West Dodge Road and Sheehan Drive
The Village of Boys Town, a National Historic Landmark District, has helped at-risk children for more than 100 years by providing education and housing. The campus, located 20 minutes west of the CenturyLink Center, includes Father Flanagan House, Hall of History museum, Dowd Memorial Chapel and the world's largest ball of stamps. Free guided tours are available at 10 a.m. and 2 p.m. Monday through Friday at the visitor center, 13628 Flanagan Blvd. For more information, visit boystown.org.

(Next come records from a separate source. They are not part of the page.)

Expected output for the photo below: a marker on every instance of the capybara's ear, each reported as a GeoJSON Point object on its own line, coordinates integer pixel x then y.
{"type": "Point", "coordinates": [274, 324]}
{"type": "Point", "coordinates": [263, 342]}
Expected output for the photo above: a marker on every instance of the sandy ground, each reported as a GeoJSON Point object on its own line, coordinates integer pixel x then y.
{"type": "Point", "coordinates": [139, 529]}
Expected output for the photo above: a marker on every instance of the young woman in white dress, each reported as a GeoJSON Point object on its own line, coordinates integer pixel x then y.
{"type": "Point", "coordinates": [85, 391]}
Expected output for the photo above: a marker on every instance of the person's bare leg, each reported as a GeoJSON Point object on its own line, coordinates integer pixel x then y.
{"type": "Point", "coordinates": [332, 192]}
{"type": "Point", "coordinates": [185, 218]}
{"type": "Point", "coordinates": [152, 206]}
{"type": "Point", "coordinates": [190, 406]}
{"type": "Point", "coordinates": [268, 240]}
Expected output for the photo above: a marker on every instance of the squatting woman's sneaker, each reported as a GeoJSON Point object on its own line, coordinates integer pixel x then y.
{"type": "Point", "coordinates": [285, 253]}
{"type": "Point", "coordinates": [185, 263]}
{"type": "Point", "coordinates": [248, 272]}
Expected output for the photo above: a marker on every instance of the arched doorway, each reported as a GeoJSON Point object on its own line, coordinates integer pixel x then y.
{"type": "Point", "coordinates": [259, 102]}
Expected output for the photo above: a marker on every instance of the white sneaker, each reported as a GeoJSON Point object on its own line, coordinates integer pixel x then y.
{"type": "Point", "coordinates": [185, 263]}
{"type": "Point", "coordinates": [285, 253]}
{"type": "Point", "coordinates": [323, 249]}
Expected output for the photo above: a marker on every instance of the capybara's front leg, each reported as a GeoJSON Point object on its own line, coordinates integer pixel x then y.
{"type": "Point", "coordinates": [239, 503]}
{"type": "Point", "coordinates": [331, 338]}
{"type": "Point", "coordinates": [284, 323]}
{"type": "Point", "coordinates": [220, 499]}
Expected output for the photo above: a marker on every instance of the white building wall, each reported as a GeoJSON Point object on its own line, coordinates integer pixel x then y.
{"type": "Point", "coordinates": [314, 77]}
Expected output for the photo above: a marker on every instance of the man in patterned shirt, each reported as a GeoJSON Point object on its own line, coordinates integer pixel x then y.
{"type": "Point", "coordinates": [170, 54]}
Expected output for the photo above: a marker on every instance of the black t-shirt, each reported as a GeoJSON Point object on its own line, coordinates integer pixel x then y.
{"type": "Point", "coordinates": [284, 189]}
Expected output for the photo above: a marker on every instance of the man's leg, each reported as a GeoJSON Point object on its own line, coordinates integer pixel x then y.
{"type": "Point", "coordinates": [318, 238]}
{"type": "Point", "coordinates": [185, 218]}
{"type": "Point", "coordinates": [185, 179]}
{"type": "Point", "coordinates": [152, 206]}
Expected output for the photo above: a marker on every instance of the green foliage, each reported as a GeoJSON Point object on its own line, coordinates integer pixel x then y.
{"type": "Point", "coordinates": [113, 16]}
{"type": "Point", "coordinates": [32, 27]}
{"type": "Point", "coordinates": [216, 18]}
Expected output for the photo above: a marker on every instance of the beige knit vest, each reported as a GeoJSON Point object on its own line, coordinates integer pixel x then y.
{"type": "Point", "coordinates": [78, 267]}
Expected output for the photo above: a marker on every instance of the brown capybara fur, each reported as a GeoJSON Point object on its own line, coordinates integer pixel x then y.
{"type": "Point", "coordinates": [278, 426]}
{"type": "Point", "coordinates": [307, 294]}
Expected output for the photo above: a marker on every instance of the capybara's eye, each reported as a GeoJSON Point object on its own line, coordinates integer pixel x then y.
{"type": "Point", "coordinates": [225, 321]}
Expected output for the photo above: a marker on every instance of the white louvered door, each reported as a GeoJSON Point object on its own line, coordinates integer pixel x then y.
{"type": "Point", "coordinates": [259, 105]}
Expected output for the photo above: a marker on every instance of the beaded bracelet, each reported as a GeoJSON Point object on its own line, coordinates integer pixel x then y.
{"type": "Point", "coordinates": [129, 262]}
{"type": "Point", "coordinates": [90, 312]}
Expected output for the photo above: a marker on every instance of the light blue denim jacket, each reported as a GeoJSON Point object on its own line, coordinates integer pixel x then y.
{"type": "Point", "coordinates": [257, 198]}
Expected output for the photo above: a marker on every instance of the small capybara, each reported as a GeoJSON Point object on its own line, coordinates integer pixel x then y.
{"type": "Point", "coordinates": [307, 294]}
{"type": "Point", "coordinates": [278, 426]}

1111 Bellevue Blvd. North in Bellevue
Fontenelle Forest is a 1,400-acre forest in Bellevue, 15 minutes south of the CenturyLink Center. It includes hiking trails, a nature center and picnic facilities. The forest is listed as a National Natural Landmark and a National Historic District. The nature center and trails are open 8 a.m. to 7 p.m. on weekdays and 8 a.m. to 5 p.m. on weekends. Admission is $9.50 for adults, $8.50 for seniors and $7.50 for children.